[thelist] Setting up a search engine in Perl, CGI or PHP and MySQL

Thu Dec 11 02:32:49 CST 2003

Sorry about the length of this email, but I'm trying to be clear about my needs so that I can get the answer questions on a specific need.

I am trying to set up a site that is a different type of search engine.  Instead of a top-down approach of redirecting users to other websites based on conventional search criteria, I'm looking at actually cataloguing the pages of different websites, and structuring them in a directory format (a bit like the Open Directory Project, but using computers rather than people for most of the cataloguing process), which is essentially a bottom-up approach.

Basically, items will be catalogued by having direct access to data on other people's servers, and by various scripts/algorithms.  Initially I will be organising information on commercial sites with affiliate programs, so they should allow direct (albeit restricted) access to their databases.  For each site included in our catalogue, I will need to know information about what I'm cataloguing.  

For example, if I am cataloguing a poster of the Mona Lisa from AllPosers.com, I will need to store information such as the artist, price of the poster, what artistic style it is etc, so that a user on my site could get it it via a section on posters, or on Renaissance art, or on Leonardo Da Vinci etc..  I will also want to make sure that posters from other online stores are correctly placed with the one from AllPoster.com when a request for posters of the Mona Lisa is placed by a user of the site - I don't want the search to do a search of posters with the name Mona Lisa as such, I want it to have already been catalogued.  This means that accurate price comparisons on any item could be made.

As I see it, there will need to be three scripts/algorithms.  The first will extract the relevant information from a site that is to be catalogued, and return various information that will then be put into the database (This will probably be different for different sites, though some sites will have similar scripts, and generic scripts will be written for this process).  These will then pass on their results to a second algorithm.
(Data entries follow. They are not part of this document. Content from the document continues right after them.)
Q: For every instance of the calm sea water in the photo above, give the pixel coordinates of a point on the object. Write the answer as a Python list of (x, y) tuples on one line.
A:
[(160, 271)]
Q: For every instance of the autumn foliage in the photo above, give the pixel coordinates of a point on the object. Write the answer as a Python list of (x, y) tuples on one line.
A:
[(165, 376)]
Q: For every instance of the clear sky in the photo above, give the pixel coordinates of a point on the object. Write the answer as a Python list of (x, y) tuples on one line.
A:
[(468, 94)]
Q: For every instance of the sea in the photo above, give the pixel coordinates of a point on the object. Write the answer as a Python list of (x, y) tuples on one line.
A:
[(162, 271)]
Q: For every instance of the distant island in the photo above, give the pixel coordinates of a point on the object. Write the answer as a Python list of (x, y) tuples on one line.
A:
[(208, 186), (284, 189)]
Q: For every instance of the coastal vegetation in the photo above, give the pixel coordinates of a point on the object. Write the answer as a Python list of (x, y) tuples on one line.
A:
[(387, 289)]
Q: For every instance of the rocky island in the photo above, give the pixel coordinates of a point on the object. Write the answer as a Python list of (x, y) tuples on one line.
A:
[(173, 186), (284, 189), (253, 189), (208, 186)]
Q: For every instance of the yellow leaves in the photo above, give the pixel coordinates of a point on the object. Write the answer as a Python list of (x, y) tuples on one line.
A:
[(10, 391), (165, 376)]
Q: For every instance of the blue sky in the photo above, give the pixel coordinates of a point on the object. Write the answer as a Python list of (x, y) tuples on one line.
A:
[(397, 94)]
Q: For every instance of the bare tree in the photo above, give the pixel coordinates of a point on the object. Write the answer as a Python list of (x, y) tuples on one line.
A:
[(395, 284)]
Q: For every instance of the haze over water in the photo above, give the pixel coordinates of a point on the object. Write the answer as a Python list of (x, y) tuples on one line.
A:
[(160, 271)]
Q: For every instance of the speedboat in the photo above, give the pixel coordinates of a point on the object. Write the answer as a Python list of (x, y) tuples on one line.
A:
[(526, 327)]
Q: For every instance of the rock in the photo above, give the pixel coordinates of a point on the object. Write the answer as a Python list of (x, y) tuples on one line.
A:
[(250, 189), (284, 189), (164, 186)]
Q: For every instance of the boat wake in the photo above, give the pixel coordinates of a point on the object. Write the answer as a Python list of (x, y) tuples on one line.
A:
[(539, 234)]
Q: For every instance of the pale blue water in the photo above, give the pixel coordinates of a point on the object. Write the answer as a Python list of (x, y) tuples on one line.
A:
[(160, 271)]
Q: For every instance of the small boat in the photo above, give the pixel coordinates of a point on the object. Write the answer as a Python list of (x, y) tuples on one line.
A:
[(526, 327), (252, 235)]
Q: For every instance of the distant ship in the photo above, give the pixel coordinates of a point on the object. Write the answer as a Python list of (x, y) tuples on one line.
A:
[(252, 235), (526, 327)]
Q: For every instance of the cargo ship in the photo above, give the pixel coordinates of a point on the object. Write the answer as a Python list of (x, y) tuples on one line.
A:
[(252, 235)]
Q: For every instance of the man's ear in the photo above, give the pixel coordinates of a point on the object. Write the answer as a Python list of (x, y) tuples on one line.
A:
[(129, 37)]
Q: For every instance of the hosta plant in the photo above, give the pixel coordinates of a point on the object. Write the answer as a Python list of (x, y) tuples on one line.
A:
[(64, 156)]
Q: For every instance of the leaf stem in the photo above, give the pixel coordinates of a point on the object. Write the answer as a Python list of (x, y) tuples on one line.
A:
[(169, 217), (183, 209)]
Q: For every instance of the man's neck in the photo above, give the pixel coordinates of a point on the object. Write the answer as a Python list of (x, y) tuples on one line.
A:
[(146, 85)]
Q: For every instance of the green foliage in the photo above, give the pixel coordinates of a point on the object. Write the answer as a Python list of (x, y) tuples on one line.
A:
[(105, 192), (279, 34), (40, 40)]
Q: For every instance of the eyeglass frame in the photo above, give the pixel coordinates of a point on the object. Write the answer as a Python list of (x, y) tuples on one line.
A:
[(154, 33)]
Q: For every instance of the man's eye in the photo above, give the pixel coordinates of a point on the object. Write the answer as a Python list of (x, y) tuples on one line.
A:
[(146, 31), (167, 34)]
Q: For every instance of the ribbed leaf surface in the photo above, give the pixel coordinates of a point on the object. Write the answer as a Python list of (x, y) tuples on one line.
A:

The second algorithm will then input the relevant data in the database, including such things as URLs, image locations, various site structure information (such as how the information could be reached through the directory structure).  Comparisons will be made with items already catalogued, so that the same item from different stores can be correctly placed together (this may require some human checking as well, though hopefully not much).  

The third script is the search engine itself.  This will not just return a page like a conventional search engine, but might redirect a user to an individual page if there is a very high chance that that is the page a user wanted (e.g. if David Blane was entered, then the user would be redirected to .../david_blane.html).  If there are several different possible results, such as a search for pool might yeild results relating to a swimming pool, but also for the game.  All results related to the former could be found through links on a page called swimming_pool.html, and the latter on pool.html.  These two possibilities would be listed on one page, along with some of their sub-categories underneath the main headings, and any other possible derivations of the word pool.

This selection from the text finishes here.